Creates a pipeline function that builds and updates a market correlation graph from multiple feeds. Injects network statistics into ctx.params.
import horizon as hz

def network_aware_quoter(ctx):
    net = ctx.params.get("network")
    if net is None:
        return []

    centrality = net.get("centrality", 0.0)
    community_size = net.get("community_size", 1)

    # Markets with high centrality and large communities
    # are more connected -- use tighter spreads
    if centrality > 0.5 and community_size > 3:
        spread = 0.03
    else:
        spread = 0.05

    return hz.quotes(fair=ctx.feed.price, spread=spread, size=5)

hz.run(
    name="network_mm",
    markets=["trump-win"],
    feeds={
        "trump": hz.PolymarketBook("trump-token"),
        "harris": hz.PolymarketBook("harris-token"),
        "senate": hz.PolymarketBook("senate-token"),
        "house": hz.PolymarketBook("house-token"),
    },
    pipeline=[
        hz.market_network(
            feeds=["trump", "harris", "senate", "house"],
            lookback=500,
            threshold=0.2,
            target_feed="trump",
        ),
        network_aware_quoter,
    ],
)
ParameterTypeDefaultDescription
feedslist[str]requiredFeed names to include in the network
lookbackint500Number of observations to retain per feed
thresholdfloat0.2Minimum correlation for graph edges
target_feedstrNoneFeed to compute centrality for. None = first feed.
param_namestr"network"Key in ctx.params

Injected Parameters

KeyTypeDescription
ctx.params["network"]["centrality"]floatTarget market’s betweenness centrality
ctx.params["network"]["degree"]intTarget market’s edge count
ctx.params["network"]["community_size"]intSize of the target market’s community
ctx.params["network"]["density"]floatOverall graph density
ctx.params["network"]["n_communities"]intTotal number of detected communities

Example: Full Network Analysis

import horizon as hz

# Build correlation graph from historical returns
market_ids = ["trump", "harris", "senate", "house", "fed"]
returns = [ret_trump, ret_harris, ret_senate, ret_house, ret_fed]
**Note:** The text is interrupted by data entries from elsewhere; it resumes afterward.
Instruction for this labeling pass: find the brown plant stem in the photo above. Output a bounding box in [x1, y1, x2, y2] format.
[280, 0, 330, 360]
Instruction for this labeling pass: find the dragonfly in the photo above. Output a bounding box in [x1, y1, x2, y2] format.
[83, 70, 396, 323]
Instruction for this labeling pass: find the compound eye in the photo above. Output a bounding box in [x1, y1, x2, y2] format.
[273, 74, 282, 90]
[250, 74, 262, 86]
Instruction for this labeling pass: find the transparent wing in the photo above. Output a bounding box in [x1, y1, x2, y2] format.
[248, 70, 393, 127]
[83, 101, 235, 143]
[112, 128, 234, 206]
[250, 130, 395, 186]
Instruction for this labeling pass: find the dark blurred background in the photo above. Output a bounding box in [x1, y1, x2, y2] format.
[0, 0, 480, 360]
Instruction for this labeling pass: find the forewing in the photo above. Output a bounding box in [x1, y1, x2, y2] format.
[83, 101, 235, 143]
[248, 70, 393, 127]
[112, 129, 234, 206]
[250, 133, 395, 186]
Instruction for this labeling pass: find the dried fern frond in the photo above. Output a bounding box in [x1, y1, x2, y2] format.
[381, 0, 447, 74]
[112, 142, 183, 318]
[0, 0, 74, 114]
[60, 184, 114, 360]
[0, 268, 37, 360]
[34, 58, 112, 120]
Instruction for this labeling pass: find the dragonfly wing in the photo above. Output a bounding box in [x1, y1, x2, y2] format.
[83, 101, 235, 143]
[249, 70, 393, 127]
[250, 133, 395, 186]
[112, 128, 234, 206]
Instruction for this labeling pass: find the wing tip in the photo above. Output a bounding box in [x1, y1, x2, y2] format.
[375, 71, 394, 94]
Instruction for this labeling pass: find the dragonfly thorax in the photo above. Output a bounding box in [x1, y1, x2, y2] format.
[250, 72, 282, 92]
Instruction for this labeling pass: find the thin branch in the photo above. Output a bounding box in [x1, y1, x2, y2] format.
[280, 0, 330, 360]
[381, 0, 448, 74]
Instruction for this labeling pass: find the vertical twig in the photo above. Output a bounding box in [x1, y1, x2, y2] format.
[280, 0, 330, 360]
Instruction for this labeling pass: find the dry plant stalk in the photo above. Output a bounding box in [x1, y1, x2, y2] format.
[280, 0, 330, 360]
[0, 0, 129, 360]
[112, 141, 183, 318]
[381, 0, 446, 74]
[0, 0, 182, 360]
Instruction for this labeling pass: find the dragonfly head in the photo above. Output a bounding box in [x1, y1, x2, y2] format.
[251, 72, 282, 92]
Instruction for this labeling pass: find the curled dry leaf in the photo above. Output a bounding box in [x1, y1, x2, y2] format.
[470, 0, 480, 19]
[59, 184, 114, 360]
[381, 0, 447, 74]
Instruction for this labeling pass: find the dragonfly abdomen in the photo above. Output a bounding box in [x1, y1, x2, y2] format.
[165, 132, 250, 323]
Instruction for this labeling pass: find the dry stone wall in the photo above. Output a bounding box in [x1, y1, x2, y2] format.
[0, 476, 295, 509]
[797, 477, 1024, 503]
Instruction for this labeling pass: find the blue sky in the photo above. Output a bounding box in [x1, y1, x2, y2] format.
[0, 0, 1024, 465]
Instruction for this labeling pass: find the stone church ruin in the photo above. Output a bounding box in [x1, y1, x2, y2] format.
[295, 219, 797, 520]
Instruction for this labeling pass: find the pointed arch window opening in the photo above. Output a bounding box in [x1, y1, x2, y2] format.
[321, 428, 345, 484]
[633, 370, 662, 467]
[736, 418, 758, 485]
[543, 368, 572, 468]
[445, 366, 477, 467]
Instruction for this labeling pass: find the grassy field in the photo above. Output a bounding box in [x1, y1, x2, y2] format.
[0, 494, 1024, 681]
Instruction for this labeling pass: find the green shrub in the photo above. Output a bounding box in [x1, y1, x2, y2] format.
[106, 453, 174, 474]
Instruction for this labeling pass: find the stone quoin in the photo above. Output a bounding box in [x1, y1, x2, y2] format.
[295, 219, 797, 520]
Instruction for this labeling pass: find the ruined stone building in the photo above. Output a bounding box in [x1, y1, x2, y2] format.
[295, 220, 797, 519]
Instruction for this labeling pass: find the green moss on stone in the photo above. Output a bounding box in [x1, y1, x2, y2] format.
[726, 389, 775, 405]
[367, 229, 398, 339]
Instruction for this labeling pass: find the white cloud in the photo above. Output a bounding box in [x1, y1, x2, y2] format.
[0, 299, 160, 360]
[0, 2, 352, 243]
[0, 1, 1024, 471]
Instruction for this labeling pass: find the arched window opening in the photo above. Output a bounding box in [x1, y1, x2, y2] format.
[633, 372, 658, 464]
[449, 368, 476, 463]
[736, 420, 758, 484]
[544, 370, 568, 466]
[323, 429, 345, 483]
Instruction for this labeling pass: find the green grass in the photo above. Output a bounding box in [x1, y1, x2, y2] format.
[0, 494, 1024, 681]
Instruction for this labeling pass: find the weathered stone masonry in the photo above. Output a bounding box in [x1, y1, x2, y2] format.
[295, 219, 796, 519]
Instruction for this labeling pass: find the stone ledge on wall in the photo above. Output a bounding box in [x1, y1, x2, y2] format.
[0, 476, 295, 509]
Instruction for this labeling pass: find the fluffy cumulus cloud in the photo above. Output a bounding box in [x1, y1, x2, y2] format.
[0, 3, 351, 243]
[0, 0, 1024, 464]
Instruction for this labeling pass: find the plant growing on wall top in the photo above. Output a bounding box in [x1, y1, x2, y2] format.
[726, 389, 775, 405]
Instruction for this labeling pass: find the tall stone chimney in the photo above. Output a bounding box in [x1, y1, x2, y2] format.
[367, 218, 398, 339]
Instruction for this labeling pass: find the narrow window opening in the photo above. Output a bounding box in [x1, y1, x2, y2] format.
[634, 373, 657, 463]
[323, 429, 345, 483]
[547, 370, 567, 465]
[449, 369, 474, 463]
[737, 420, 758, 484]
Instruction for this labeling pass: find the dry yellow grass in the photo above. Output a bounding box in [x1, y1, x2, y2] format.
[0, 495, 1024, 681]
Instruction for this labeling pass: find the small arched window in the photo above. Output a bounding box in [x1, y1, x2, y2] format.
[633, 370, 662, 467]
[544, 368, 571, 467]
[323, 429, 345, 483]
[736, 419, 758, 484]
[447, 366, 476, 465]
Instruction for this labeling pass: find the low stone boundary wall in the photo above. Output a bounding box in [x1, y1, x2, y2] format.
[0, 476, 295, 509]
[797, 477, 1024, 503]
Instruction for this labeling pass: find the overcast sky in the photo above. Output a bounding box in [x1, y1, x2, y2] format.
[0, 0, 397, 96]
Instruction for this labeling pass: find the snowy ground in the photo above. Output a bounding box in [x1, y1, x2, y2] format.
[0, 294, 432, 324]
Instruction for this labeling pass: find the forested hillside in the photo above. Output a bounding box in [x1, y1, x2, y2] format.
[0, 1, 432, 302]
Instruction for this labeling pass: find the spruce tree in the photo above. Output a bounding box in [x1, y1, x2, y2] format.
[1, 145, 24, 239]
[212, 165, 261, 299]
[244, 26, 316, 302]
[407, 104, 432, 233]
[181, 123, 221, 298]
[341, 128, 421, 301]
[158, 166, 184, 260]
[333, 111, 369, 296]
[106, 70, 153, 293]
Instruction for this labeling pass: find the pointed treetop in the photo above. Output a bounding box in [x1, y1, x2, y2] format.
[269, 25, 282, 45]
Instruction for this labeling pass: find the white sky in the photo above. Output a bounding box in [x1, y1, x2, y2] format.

graph = hz.build_correlation_graph(market_ids, returns, threshold=0.15)

# Extract MST backbone
mst = hz.minimum_spanning_tree(graph)
print("MST structure:")
for e in mst.edges:
    print(f"  {e.source} -- {e.target} (corr={e.weight:.3f})")

# Detect communities
communities = hz.detect_communities(graph, resolution=1.0)
for c in communities:
    print(f"Community {c.id}: {c.members}")

# Contagion analysis
risk = hz.contagion_risk(graph, source_market="trump", shock_size=0.15)
print(f"\nContagion from trump shock:")
for mkt, impact in sorted(risk.impacts.items(), key=lambda x: -x[1]):
    print(f"  {mkt}: {impact:.4f}")

Mathematical Background

The correlation distance d(i,j) = sqrt(0.5 * (1 - corr(i,j))) maps correlations to a proper metric space. Perfectly correlated assets have distance 0; uncorrelated assets have distance sqrt(0.5) ~ 0.707; perfectly anti-correlated assets have distance 1. This metric satisfies the triangle inequality.
The Louvain algorithm optimizes modularity Q = sum over communities [e_c - (a_c)^2], where e_c is the fraction of edges within community c and a_c is the fraction of edge endpoints in c. The algorithm iteratively moves nodes between communities to maximize Q, then aggregates communities and repeats.
Contagion risk is modeled as a breadth-first propagation through the correlation graph. At each hop from the source, the shock is attenuated by the decay factor and scaled by the edge correlation. Markets reachable through multiple paths receive the maximum impact from any single path.